Locks lembra que as mudanças climáticas e a sustentabilidade são preocupações cada vez mais latentes entre os consumidores. Sabendo disso, acionistas esperam posicionamentos das empresas, que em sua maioria são de capital aberto, em prol do meio ambiente. “Uma notícia ruim sobre a cadeia de fornecimento de uma empresa afeta o preço dela em bolsa e a decisão do consumidor em adquirir seus produtos”, pontua.

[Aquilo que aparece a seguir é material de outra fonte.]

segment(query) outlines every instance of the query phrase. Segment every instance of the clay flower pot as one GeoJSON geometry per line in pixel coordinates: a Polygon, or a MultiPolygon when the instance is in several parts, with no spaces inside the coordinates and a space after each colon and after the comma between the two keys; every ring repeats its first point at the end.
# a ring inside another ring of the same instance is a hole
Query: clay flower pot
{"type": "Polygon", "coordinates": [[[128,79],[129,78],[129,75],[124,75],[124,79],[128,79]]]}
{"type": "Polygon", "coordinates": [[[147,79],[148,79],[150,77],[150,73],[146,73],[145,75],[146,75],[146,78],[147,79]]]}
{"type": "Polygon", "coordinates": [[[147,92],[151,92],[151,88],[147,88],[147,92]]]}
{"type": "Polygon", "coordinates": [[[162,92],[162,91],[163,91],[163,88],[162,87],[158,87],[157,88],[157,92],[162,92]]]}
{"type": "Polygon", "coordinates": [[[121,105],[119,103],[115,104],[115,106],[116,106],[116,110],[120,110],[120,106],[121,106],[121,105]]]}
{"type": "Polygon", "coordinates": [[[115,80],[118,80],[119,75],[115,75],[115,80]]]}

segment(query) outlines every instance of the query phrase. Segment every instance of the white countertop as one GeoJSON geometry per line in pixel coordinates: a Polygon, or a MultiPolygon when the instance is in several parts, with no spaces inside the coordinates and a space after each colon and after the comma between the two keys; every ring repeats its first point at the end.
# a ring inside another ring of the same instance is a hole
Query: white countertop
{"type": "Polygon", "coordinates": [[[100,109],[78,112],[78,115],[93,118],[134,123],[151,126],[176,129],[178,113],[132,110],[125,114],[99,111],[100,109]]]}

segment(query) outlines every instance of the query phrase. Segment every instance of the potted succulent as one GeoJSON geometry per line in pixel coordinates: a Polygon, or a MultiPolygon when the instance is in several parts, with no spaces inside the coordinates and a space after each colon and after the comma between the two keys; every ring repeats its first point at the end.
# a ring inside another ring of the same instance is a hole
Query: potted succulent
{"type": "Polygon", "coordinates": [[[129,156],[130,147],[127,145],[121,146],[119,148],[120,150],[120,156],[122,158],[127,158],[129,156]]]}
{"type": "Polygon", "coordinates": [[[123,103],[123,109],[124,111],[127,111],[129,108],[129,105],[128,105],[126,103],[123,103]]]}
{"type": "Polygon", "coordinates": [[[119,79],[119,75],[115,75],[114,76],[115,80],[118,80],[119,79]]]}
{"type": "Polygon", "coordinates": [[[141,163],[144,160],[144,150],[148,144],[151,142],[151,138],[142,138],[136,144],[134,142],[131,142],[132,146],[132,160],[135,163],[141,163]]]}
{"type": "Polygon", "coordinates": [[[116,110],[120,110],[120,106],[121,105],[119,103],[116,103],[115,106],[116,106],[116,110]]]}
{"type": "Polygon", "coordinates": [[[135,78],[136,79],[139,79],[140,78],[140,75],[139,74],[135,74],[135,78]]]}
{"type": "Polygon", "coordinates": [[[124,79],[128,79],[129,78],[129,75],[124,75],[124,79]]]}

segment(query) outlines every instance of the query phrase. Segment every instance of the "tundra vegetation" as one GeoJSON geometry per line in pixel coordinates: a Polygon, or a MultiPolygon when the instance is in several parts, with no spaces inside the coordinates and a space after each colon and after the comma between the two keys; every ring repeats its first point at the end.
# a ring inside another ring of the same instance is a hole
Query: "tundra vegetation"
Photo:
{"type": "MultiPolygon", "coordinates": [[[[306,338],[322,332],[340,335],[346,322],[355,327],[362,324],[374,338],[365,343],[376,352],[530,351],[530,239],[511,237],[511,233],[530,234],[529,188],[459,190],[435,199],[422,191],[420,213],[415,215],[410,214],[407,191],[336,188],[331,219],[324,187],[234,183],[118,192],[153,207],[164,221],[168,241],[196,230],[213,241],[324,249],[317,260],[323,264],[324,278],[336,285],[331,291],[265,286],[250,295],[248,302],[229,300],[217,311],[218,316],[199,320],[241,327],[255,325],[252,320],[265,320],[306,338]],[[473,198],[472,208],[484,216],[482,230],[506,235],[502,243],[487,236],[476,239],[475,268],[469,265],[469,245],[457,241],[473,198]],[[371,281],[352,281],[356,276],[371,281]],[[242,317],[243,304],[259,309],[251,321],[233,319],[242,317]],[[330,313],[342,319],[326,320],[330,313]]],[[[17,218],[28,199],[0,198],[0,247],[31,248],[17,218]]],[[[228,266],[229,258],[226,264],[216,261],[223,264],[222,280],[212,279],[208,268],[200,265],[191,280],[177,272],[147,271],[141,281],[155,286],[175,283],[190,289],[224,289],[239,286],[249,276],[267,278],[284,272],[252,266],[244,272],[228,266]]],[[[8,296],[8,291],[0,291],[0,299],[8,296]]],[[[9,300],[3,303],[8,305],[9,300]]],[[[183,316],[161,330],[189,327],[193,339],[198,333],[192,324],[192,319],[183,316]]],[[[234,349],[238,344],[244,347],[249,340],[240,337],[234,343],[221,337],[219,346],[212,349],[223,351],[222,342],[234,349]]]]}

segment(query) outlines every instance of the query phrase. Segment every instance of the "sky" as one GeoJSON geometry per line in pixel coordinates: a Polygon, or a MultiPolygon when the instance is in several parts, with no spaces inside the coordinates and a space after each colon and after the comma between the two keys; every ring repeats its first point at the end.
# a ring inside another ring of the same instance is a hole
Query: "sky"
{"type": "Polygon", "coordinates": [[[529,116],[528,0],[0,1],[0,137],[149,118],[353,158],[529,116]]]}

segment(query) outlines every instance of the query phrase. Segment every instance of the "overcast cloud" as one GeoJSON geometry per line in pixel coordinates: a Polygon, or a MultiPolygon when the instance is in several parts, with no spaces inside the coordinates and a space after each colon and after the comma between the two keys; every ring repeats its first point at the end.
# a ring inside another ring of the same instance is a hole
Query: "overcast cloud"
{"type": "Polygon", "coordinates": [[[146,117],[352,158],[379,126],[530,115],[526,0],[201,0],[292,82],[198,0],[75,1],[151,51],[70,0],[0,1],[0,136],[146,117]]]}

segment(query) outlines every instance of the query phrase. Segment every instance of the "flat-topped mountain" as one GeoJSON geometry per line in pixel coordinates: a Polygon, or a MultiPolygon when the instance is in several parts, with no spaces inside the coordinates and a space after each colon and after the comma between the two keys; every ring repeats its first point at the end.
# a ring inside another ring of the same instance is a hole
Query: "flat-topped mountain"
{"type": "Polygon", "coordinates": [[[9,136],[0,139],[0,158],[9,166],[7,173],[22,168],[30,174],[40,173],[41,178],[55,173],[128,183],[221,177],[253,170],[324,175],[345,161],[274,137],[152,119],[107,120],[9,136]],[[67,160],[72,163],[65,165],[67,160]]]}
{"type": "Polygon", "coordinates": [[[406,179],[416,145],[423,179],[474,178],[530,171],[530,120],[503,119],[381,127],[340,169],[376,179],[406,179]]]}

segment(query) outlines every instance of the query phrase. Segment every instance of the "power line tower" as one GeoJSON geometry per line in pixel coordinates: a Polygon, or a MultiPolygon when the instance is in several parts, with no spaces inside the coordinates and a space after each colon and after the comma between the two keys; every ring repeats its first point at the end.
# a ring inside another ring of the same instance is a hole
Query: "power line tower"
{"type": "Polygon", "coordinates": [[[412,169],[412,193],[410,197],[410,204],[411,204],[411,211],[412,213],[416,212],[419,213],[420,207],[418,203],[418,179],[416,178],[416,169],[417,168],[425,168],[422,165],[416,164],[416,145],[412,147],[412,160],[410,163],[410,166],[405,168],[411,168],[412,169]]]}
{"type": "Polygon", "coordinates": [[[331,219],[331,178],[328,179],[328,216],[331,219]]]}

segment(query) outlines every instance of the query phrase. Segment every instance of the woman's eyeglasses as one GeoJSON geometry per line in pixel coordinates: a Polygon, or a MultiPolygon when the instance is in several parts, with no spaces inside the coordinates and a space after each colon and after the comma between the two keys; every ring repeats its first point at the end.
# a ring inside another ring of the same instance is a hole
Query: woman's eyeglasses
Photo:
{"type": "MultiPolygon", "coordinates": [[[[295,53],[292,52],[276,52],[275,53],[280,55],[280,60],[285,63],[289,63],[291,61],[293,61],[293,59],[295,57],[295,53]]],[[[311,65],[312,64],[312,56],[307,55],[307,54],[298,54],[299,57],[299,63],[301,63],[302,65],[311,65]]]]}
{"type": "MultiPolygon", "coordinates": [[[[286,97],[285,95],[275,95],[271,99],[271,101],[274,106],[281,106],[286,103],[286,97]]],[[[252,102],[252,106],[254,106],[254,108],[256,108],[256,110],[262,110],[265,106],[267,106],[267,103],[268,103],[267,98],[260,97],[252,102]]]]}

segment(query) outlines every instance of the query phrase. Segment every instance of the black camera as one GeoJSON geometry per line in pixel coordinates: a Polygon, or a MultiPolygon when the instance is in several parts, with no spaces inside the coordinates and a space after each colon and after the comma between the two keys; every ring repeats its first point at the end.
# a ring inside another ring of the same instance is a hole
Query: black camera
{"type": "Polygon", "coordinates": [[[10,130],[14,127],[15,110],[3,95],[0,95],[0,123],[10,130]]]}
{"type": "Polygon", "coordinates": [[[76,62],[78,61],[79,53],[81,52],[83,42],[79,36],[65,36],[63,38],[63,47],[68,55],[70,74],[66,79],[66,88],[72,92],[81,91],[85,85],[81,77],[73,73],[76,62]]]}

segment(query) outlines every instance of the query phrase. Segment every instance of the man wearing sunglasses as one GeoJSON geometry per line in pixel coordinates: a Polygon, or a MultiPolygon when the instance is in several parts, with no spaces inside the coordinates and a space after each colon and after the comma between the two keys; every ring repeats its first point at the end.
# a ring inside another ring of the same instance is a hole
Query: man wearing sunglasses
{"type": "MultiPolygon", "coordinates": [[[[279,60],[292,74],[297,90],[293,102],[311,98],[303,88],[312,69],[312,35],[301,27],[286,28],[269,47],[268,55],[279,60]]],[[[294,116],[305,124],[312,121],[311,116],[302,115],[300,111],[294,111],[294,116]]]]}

Além de proteger a reputação, o diretor afirma que muitas companhias também têm buscado contribuir com a cadeia de valor. “Tem um antigo CEO da Unilever que dizia que, antigamente, era exigido que as empresas não fizessem o mal. Hoje em dia, elas tem que dar um passo além. Tem que demonstrar que estão fazendo o bem, ajudando a sociedade”, diz.
A produtora Gerusa afirma que o Brasil deveria ter mais iniciativas como a Produzindo Certo, que apoiem o produtor rural na adequação do seu trabalho às regras cada vez mais exigentes da indústria e dos consumidores. “As empresas também precisam da gente, então tem que ser uma troca. Produção por instrução”.
Vanderlei Secco Jr. já viajou pela Europa para conhecer a produção agropecuária. Segundo ele, os produtores de lá foram obrigados a produzir quase de forma orgânica, por conta da pressão dos consumidores locais.
“Acredito que, felizmente ou infelizmente, o Brasil vai chegar neste nível. Estamos vendo essas cobranças, e muitos produtores têm separado áreas para orgânicos. Só que acho que ainda estamos muito limitados. O apoio de entidades e empresas ajudaria a trabalharmos de forma mais sustentável, reconhecendo o papel do produtor que está produzindo da forma certa”, diz.